On managerial field, this research contributes to encourage managers of SMEs to more considerate, when adopting a new technology, the importance of the alignment to generate a better organizational performance. Implementation of the model to determine which perspective a company is following yields important insights with which they can maximize their information technology investment and develop their business and technology strategies. The results of this analysis confirm that strategic alignment is related to payoffs from IT at the process-level. From this, I can conclude that firms that use IT to provide greater support for the business strategy will realize greater payoffs from IT. Despite this, my findings also point to the existence of an apparent alignment dilemma: strategic alignment may lead to greater payoffs from IT, but this relationship is only valid up to a certain critical level of strategic alignment. Beyond this point, further strategic alignment in fact leads to a decline in IT payoffs.

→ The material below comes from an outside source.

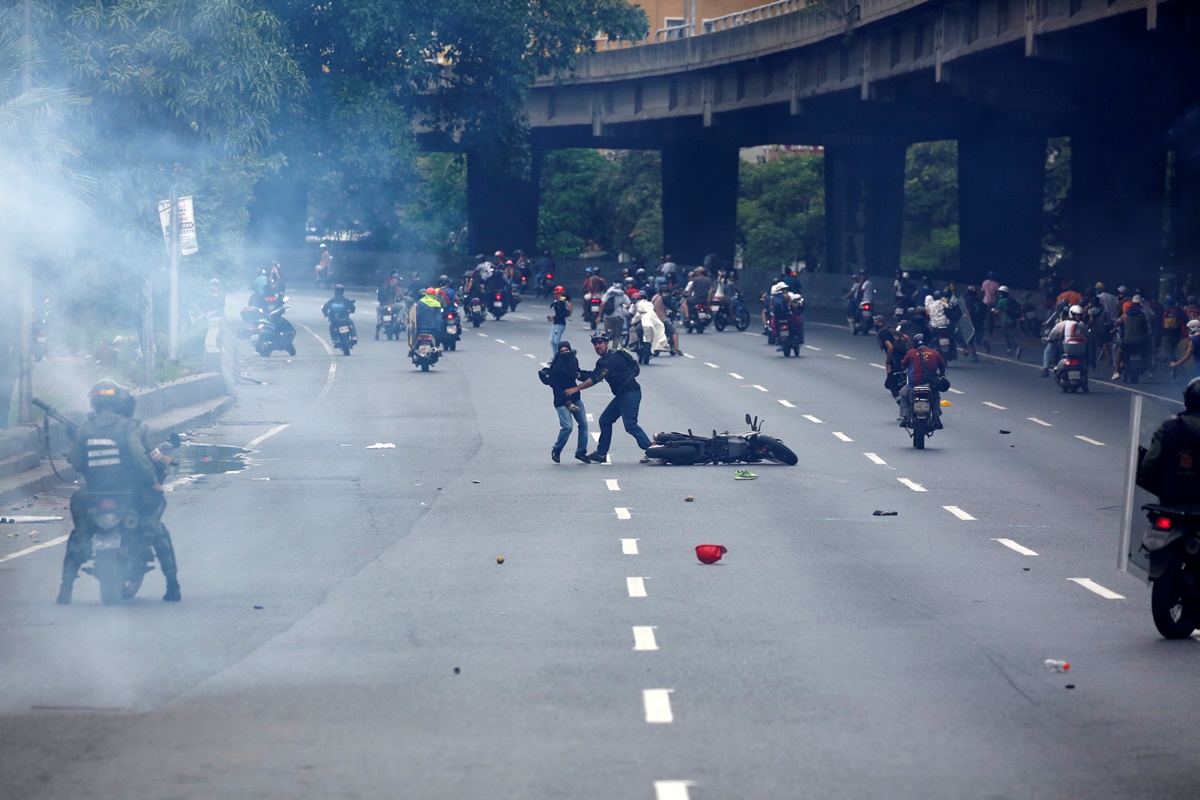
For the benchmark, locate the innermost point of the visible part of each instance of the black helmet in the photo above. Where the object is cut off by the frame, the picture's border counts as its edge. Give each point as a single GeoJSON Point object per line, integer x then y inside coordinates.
{"type": "Point", "coordinates": [111, 395]}
{"type": "Point", "coordinates": [1192, 396]}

Aligning IT with the business requires you to learn about the business, validating the specific needs and challenges you are identifying, proposing technology initiatives that will help the business, and gaining full approval and commitment of the operational managers of the company in funding and implementing these initiatives.
The results of the research indicate that aligning IT strategy in SME's generates best performance levels. To put it another way, the results suggest that there is a direct positive link between strategic alignment and organizational performance.
A case study about an Indian company specialized in kitchen design (GODREJ INTERIO) is then presented to show IT impact on improving the company’s business. The research reveals that IT strategy has a supportive role in realizing the organization’s business strategy in GODREJ INTERIO, and suggested guidelines to enhance strategic alignment. The study discusses also the preconditions of alignment in GODREJ INTERIO and finds that most of them are already available. This means that GODREJ INTERIO has a promising future in realizing more IT-business alignment.